"How singular is the thing called pleasure, and how curiously related to pain, which might be thought to be the opposite of it; for they never come to a man together, and yet he who pursues either of them is generally compelled to take the other. They are two, and yet they grow together out of one head or stem."
"Do not train a child to learn by force or harshness; but direct them to it by what amuses their minds, so that you may be better able to discover with accuracy the peculiar bent of the genius of each."
"Knowledge becomes evil if the aim be not virtuous."
"To love rightly is to love what is orderly and beautiful in an educated and disciplined way."
"The plan grows under the author's hand; new thoughts occur to him in the act of writing; he has not worked out the argument to the end before he begins."
"Is there any self-existent fire? and do all those things which we call self-existent exist? or are only those things which we see, or in some way perceive through the bodily organs, truly existent, and nothing whatever besides them?
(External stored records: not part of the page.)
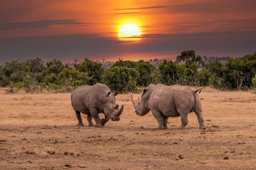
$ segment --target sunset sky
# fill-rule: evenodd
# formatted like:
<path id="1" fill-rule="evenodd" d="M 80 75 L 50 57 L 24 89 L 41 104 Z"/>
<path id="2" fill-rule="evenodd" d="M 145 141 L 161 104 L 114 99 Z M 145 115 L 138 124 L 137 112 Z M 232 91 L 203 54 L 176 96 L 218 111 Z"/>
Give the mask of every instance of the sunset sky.
<path id="1" fill-rule="evenodd" d="M 0 64 L 174 59 L 256 51 L 255 0 L 0 0 Z M 134 24 L 140 40 L 121 41 Z"/>

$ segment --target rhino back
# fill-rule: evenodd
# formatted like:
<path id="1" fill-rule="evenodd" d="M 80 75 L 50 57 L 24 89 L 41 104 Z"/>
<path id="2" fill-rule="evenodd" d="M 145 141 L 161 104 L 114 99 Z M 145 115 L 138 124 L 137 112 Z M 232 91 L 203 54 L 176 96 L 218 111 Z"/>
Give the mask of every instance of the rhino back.
<path id="1" fill-rule="evenodd" d="M 86 114 L 90 108 L 99 109 L 105 95 L 110 91 L 105 85 L 97 83 L 93 86 L 81 86 L 71 94 L 71 104 L 74 110 Z"/>
<path id="2" fill-rule="evenodd" d="M 149 99 L 151 108 L 157 109 L 166 116 L 180 116 L 180 108 L 190 108 L 191 103 L 189 102 L 194 102 L 191 100 L 193 99 L 191 98 L 193 97 L 191 95 L 193 89 L 188 87 L 178 85 L 166 86 L 160 84 L 152 87 Z"/>

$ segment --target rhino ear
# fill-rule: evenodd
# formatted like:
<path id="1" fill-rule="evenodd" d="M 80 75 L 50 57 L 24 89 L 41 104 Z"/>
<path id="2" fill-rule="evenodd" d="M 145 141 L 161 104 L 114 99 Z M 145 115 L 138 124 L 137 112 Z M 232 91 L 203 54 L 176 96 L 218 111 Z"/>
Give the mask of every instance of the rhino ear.
<path id="1" fill-rule="evenodd" d="M 117 94 L 120 94 L 120 92 L 119 92 L 119 91 L 116 91 L 115 92 L 115 93 L 114 94 L 114 95 L 115 96 L 116 96 L 117 95 Z"/>
<path id="2" fill-rule="evenodd" d="M 108 93 L 108 94 L 106 94 L 106 97 L 108 97 L 108 95 L 110 95 L 111 94 L 111 91 L 109 91 Z"/>
<path id="3" fill-rule="evenodd" d="M 147 89 L 147 88 L 145 88 L 145 89 L 144 89 L 143 90 L 143 94 L 146 94 L 146 92 L 147 92 L 147 91 L 148 91 L 148 89 Z"/>
<path id="4" fill-rule="evenodd" d="M 142 98 L 142 97 L 146 94 L 147 91 L 148 91 L 148 89 L 146 88 L 145 88 L 143 90 L 143 92 L 142 93 L 142 94 L 141 94 L 141 98 Z"/>

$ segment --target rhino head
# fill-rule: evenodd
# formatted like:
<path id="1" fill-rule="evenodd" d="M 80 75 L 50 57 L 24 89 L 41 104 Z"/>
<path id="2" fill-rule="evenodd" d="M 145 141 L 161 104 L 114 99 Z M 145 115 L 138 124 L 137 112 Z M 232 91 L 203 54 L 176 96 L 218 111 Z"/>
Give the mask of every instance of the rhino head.
<path id="1" fill-rule="evenodd" d="M 148 89 L 146 88 L 143 90 L 143 92 L 141 94 L 141 99 L 138 97 L 138 101 L 137 102 L 134 102 L 132 97 L 132 95 L 131 95 L 131 102 L 135 109 L 135 113 L 138 115 L 144 116 L 150 111 L 150 109 L 148 109 L 147 108 L 147 104 L 148 99 L 145 97 L 145 96 L 148 90 Z"/>
<path id="2" fill-rule="evenodd" d="M 109 91 L 105 95 L 105 102 L 103 110 L 105 115 L 105 119 L 102 119 L 102 124 L 108 121 L 110 119 L 112 121 L 118 121 L 120 120 L 120 115 L 124 108 L 124 105 L 122 105 L 119 109 L 119 105 L 116 103 L 116 96 L 119 94 L 119 91 L 112 93 Z"/>

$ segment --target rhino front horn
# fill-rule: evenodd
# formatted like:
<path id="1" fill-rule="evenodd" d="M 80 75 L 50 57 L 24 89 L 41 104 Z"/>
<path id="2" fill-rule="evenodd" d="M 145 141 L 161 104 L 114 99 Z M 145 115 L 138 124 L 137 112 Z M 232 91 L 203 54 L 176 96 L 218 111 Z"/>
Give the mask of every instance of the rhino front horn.
<path id="1" fill-rule="evenodd" d="M 115 111 L 115 112 L 113 113 L 114 115 L 118 117 L 120 116 L 122 114 L 122 112 L 124 109 L 124 105 L 122 105 L 121 108 L 118 109 Z"/>
<path id="2" fill-rule="evenodd" d="M 135 108 L 135 105 L 136 105 L 136 103 L 133 100 L 133 98 L 132 98 L 132 94 L 131 95 L 131 102 L 132 102 L 132 104 L 134 105 L 134 108 L 136 109 L 136 108 Z"/>

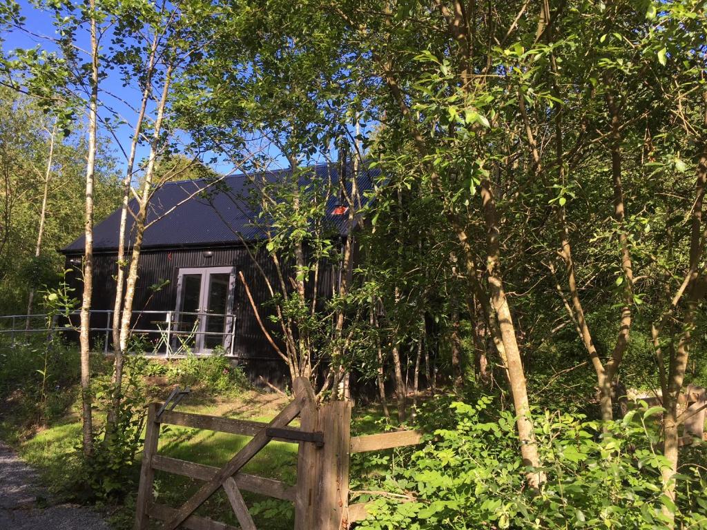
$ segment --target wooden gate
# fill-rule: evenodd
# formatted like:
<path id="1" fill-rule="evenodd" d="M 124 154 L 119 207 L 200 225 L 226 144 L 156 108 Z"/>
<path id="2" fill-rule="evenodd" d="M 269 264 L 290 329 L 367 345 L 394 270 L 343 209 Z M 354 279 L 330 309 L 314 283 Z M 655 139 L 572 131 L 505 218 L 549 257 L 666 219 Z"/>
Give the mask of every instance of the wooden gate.
<path id="1" fill-rule="evenodd" d="M 240 490 L 250 491 L 295 505 L 295 530 L 341 530 L 365 517 L 365 506 L 349 505 L 349 463 L 352 452 L 377 451 L 419 443 L 415 431 L 398 431 L 351 437 L 351 404 L 334 401 L 318 407 L 309 382 L 293 384 L 295 399 L 270 423 L 163 411 L 152 404 L 148 412 L 145 449 L 137 497 L 135 530 L 147 530 L 151 519 L 163 522 L 163 530 L 182 526 L 191 530 L 237 530 L 194 512 L 223 488 L 243 530 L 257 530 Z M 300 427 L 289 423 L 300 417 Z M 169 458 L 157 452 L 160 428 L 176 425 L 252 436 L 221 468 Z M 241 469 L 271 440 L 299 444 L 297 483 L 248 475 Z M 181 507 L 156 502 L 153 498 L 155 470 L 188 476 L 205 483 Z"/>

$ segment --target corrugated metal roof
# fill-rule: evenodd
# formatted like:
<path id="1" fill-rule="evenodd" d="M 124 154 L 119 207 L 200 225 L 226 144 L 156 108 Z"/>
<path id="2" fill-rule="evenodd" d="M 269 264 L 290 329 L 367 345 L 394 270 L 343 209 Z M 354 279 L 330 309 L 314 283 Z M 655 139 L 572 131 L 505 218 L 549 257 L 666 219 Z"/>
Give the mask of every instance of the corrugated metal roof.
<path id="1" fill-rule="evenodd" d="M 327 204 L 327 222 L 332 229 L 345 235 L 348 231 L 348 216 L 334 215 L 332 212 L 339 204 L 339 164 L 319 165 L 308 168 L 300 177 L 300 185 L 331 182 L 334 184 Z M 312 171 L 316 174 L 313 177 Z M 378 169 L 361 170 L 357 182 L 365 204 L 364 192 L 373 188 L 374 180 L 380 175 Z M 254 224 L 258 211 L 248 200 L 253 189 L 252 179 L 260 182 L 264 179 L 274 182 L 291 175 L 290 170 L 281 170 L 250 177 L 245 175 L 228 175 L 216 186 L 207 187 L 204 179 L 169 182 L 155 192 L 150 201 L 147 222 L 153 224 L 145 230 L 143 248 L 180 247 L 188 246 L 235 245 L 240 242 L 238 233 L 246 241 L 255 241 L 264 237 L 262 229 Z M 199 192 L 206 189 L 206 191 Z M 347 190 L 351 182 L 347 182 Z M 190 196 L 194 195 L 194 196 Z M 133 200 L 131 208 L 136 208 Z M 117 248 L 119 208 L 99 223 L 93 229 L 93 249 L 107 251 Z M 258 220 L 262 223 L 262 220 Z M 127 232 L 132 235 L 134 222 L 129 216 Z M 84 236 L 81 235 L 62 252 L 65 254 L 83 252 Z"/>

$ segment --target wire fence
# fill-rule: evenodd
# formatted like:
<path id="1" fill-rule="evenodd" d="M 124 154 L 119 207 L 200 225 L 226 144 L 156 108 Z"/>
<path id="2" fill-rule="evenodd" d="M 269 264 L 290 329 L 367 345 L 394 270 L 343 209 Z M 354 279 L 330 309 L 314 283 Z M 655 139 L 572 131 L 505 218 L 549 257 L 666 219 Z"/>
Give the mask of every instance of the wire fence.
<path id="1" fill-rule="evenodd" d="M 90 339 L 93 349 L 112 351 L 113 311 L 92 310 Z M 47 338 L 62 334 L 76 339 L 80 311 L 54 316 L 46 313 L 0 315 L 0 337 L 9 337 L 11 346 L 44 334 Z M 211 355 L 219 350 L 233 357 L 235 343 L 235 315 L 233 313 L 183 311 L 132 312 L 129 351 L 148 355 L 182 357 L 188 353 Z"/>

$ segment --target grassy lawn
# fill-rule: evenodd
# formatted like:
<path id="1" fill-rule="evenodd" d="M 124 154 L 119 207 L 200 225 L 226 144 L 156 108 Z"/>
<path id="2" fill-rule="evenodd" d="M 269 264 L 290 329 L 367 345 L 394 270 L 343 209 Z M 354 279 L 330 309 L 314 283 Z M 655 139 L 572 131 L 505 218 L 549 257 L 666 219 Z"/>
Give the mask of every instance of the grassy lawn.
<path id="1" fill-rule="evenodd" d="M 178 410 L 199 414 L 238 418 L 267 422 L 288 402 L 288 399 L 271 394 L 247 391 L 238 397 L 223 399 L 196 394 L 187 397 Z M 359 409 L 352 426 L 355 432 L 380 432 L 380 415 L 375 408 Z M 97 415 L 96 420 L 102 420 Z M 293 422 L 293 425 L 298 420 Z M 54 420 L 33 435 L 21 439 L 11 430 L 0 426 L 0 438 L 11 442 L 21 457 L 39 470 L 42 480 L 50 490 L 65 494 L 65 485 L 71 483 L 81 470 L 77 457 L 81 440 L 81 423 L 74 412 Z M 177 425 L 163 425 L 160 431 L 158 453 L 167 457 L 221 466 L 227 462 L 247 442 L 250 437 L 224 432 L 192 429 Z M 296 482 L 296 444 L 271 442 L 246 465 L 245 473 L 274 478 L 294 485 Z M 138 455 L 139 459 L 141 455 Z M 130 470 L 134 483 L 140 471 L 139 461 Z M 155 490 L 157 501 L 173 507 L 180 506 L 203 483 L 187 477 L 156 471 Z M 293 528 L 293 506 L 291 502 L 267 497 L 243 491 L 243 497 L 258 528 L 286 530 Z M 129 496 L 123 505 L 105 507 L 116 530 L 132 527 L 134 516 L 134 497 Z M 238 526 L 230 505 L 223 490 L 215 494 L 197 512 L 198 514 Z"/>

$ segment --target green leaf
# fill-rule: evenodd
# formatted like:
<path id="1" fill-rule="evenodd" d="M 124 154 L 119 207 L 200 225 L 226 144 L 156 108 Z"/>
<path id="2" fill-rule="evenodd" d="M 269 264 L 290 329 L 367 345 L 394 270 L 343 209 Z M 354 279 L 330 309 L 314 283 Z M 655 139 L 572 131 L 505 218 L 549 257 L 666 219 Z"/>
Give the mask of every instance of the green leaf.
<path id="1" fill-rule="evenodd" d="M 489 123 L 489 120 L 488 119 L 486 119 L 485 116 L 482 116 L 481 114 L 478 114 L 477 117 L 477 121 L 486 129 L 491 126 L 491 124 Z"/>
<path id="2" fill-rule="evenodd" d="M 643 413 L 643 419 L 644 420 L 648 419 L 648 418 L 650 418 L 651 416 L 654 416 L 656 414 L 660 414 L 660 413 L 661 413 L 662 412 L 665 412 L 665 409 L 663 408 L 661 406 L 654 406 L 654 407 L 650 407 L 645 412 Z"/>
<path id="3" fill-rule="evenodd" d="M 667 64 L 667 50 L 664 47 L 658 52 L 658 62 L 664 66 Z"/>

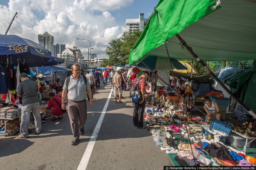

And is all that which we call an intelligible essence nothing at all, and only a name?"
"Self-conquest is the greatest of victories."
"The measure of a man is what he does with power."
"Those who tell the stories rule society."
"Misanthropy ariseth from a man trusting another without having sufficient knowledge of his character, and, thinking him to be truthful, sincere, and honorable, finds a little afterwards that he is wicked, faithless, and then he meets with another of the same character. When a man experiences this often, and more particularly from those whom he considered his most dear and best friends, at last, having frequently made a slip, he hates the whole world, and thinks that there is nothing sound at all in any of them."